The Wrestling Federation of India lambasted non-profit sports NGOs like Olympic Gold Quest (OGQ) and JSW on Thursday for 'spoiling the wrestlers.'
"The WFI and the Indian government is capable of supporting all its athletes. JSW and OGQ don't need to come from 'chor darwaja' (back door) and spoil our wrestlers. I urge them that they leave our wrestlers and Indian wrestling alone,” WFI President Brij Bhushan Sharan Singh said.
"We are not happy with the way they are interfering. If they want to help the wrestlers, they are welcome but let them work at the grassroots level. It's the Cadets who need support. They pick only established wrestlers and leave them when the results are not there. The government is spending crores of rupees on their coaching and travel and these people give a physio and start making tall claims," he said.
"If they want to come and support, let them come from the front door like the Tata is doing," he said.
It has been learnt that WFI was not happy that spouses of the wrestlers travelled abroad to be with their partners when they (wrestlers) were training ahead of the Olympics with the NGOs facilitating the travel.
The WFI was also unhappy that Vinesh Phogat travelled to Hungary where good sparring partners were not available.
The Federation 'temporarily suspended' the star grappler for indiscipline during her forgettable Tokyo Olympics campaign and also issued notice to young Sonam Malik for misconduct.
The 26-year-old from a famed Indian wrestling dynasty went into the Games as world number one in the 53kg but crashed out in the quarter-finals.
Wrestling Federation of India assistant secretary Vinod Tomar told AFP that Phogat had been suspended on 'three counts of indiscipline'. Phogat refused to share an athletes' village room with India's other women wrestlers, would not wear the team's official shirt in competition and would not train with the rest of the team, Tomar said.
The 'broken' wrestler is not sure when, if at all, she would return to the wrestling mat as she struggles to cope with the disappointment of her Tokyo Olympics campaign.
"I don't know when I will return (to the mat). Maybe I won't. I feel I was better off with that broken leg. I had something to correct. Now my body is not broken, but I'm truly broken,” she wrote in Friday's Indian Express newspaper.
The two-time Commonwealth Games champion also battled mental health issues and spoke to a psychologist but felt enough attention was not paid to the issue in India.

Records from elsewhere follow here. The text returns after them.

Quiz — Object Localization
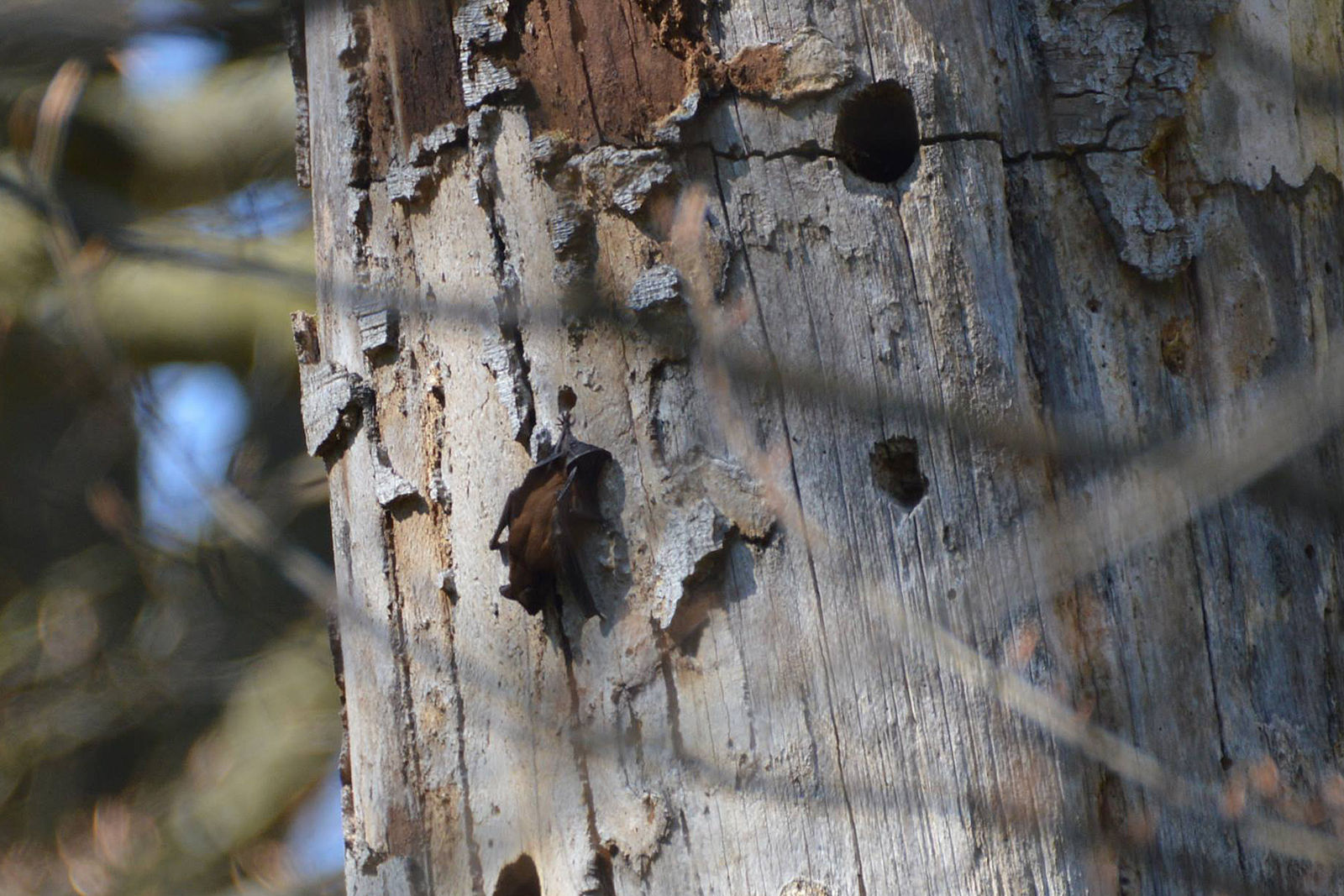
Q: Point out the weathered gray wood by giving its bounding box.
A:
[304,0,1344,896]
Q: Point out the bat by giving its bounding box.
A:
[491,385,612,619]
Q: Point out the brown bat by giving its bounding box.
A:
[491,385,612,618]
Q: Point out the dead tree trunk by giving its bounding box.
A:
[294,0,1344,896]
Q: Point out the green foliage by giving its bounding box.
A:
[0,0,340,896]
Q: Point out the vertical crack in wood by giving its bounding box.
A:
[555,623,602,851]
[704,145,869,896]
[381,510,435,896]
[446,601,486,896]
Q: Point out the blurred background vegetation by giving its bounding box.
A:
[0,0,341,896]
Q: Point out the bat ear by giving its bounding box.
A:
[555,385,580,414]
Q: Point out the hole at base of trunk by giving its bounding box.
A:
[495,853,542,896]
[833,81,919,184]
[869,435,929,509]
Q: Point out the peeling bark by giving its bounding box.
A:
[296,0,1344,896]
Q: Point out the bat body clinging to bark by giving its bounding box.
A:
[491,387,612,616]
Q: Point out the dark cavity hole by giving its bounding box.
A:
[869,435,929,508]
[495,853,542,896]
[835,81,919,184]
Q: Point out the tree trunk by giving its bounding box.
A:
[296,0,1344,896]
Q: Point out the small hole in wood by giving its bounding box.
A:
[833,81,919,184]
[869,435,929,508]
[495,853,542,896]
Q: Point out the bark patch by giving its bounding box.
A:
[728,43,784,96]
[506,0,707,146]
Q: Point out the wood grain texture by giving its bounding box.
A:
[304,0,1344,896]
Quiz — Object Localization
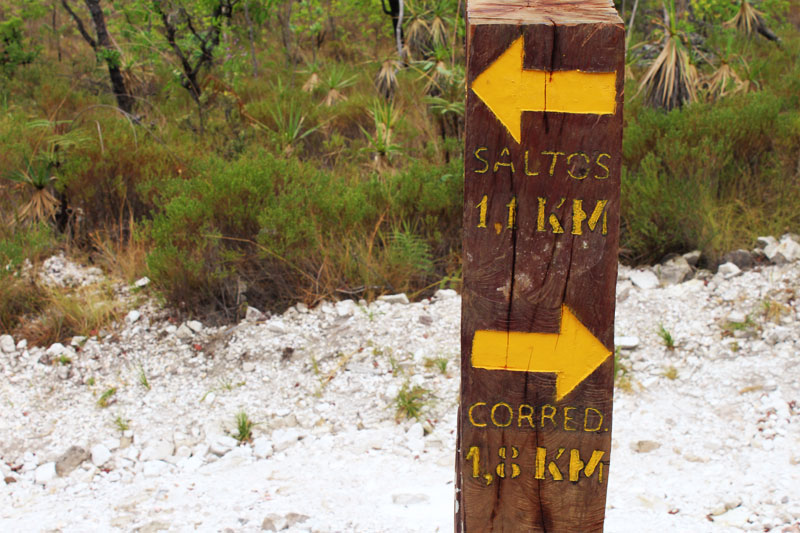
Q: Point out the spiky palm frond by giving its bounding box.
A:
[703,61,748,100]
[724,0,780,42]
[323,64,356,107]
[637,35,697,111]
[9,163,58,222]
[375,58,402,100]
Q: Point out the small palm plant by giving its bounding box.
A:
[701,36,749,100]
[322,63,356,107]
[375,58,402,100]
[724,0,780,42]
[359,100,400,168]
[300,61,321,93]
[637,0,697,111]
[9,161,58,222]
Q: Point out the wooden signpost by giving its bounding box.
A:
[456,0,624,533]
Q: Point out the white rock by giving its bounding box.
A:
[244,305,264,322]
[378,292,408,304]
[614,336,639,350]
[253,437,273,459]
[267,320,289,335]
[139,439,175,461]
[392,494,430,505]
[433,289,458,300]
[34,461,56,485]
[175,324,194,341]
[90,444,111,468]
[335,300,358,318]
[727,311,747,324]
[628,270,658,289]
[209,435,239,457]
[717,263,742,279]
[69,335,86,346]
[681,250,703,267]
[0,335,17,353]
[142,461,169,477]
[655,256,692,287]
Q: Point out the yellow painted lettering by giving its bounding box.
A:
[547,448,566,481]
[475,194,489,228]
[525,150,539,176]
[533,446,547,479]
[536,196,547,231]
[542,152,564,176]
[517,403,535,427]
[494,147,514,172]
[567,152,592,180]
[539,404,557,427]
[468,402,486,428]
[467,444,485,477]
[506,196,517,229]
[572,200,608,235]
[475,146,489,174]
[547,198,566,233]
[491,402,514,428]
[583,407,603,432]
[594,154,611,180]
[564,407,578,431]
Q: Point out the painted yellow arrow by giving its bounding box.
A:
[472,37,617,142]
[472,305,611,401]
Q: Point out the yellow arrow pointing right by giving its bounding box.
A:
[472,37,617,143]
[472,305,611,401]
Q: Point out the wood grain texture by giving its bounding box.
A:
[455,0,624,533]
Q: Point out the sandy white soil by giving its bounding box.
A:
[0,251,800,533]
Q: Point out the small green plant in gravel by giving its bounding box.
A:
[658,324,675,350]
[114,416,131,433]
[97,387,117,407]
[394,383,430,422]
[233,411,256,444]
[425,357,449,374]
[614,348,633,392]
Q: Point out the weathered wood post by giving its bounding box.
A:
[456,0,625,533]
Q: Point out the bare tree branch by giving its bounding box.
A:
[61,0,97,50]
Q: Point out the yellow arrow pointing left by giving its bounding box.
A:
[472,37,617,142]
[472,305,611,401]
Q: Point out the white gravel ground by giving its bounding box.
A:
[0,249,800,533]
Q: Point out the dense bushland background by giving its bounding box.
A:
[0,0,800,341]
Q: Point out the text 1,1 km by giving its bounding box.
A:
[465,446,606,486]
[475,194,608,235]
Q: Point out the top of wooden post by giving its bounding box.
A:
[467,0,622,26]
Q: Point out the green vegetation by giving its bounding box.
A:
[658,324,675,350]
[114,416,131,433]
[0,0,800,332]
[233,411,256,444]
[394,383,430,422]
[137,364,150,390]
[97,387,117,407]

"We celebrate Simone Biles as she said that I am not mentally prepared to perform at the Olympics and did not do her event," she said, referring to the American gymnast who skipped most of her Olympic events in Tokyo to focus on her mental health.
‘We will sit with him and listen to his view about his game’
The WFI also said it will consider feedback from Tokyo Games medallists Bajrang Punia and Ravi Dahiya before deciding their coaching staff in the new Olympic cycle but will not accept any interference from NGOs like JSW and OGQ in the name of support to athletes.
Bajrang was trained by Georgia's Shako Bentinidis while Ravi had Russia's Kamal Malikov as his personal coach. Deepak Punia also had a Russian coach in Murad Gaidarov, whose services were terminated by the WFI when he assaulted a referee during the Tokyo Games.
All the coaches had their contracts till the Tokyo Olympics and the fresh ones will be finalised in a few days after WFI sits with the wrestlers, who are now busy with felicitations.
“Bajrang has a medal working with Shako Bentinidis. We will sit with him and listen to his view about his game. If he wants to continue (with Shako), we will consider that,” the WFI President told PTI.
It is understood that both Bajrang and Shako want to continue their partnership. The Georgian is already at the Sports Authority of India (SAI) centre in Bahalgarh (Sonepat).
The federation is also happy with the way Malikov has managed Ravi so far and would not mind continuing with the arrangement.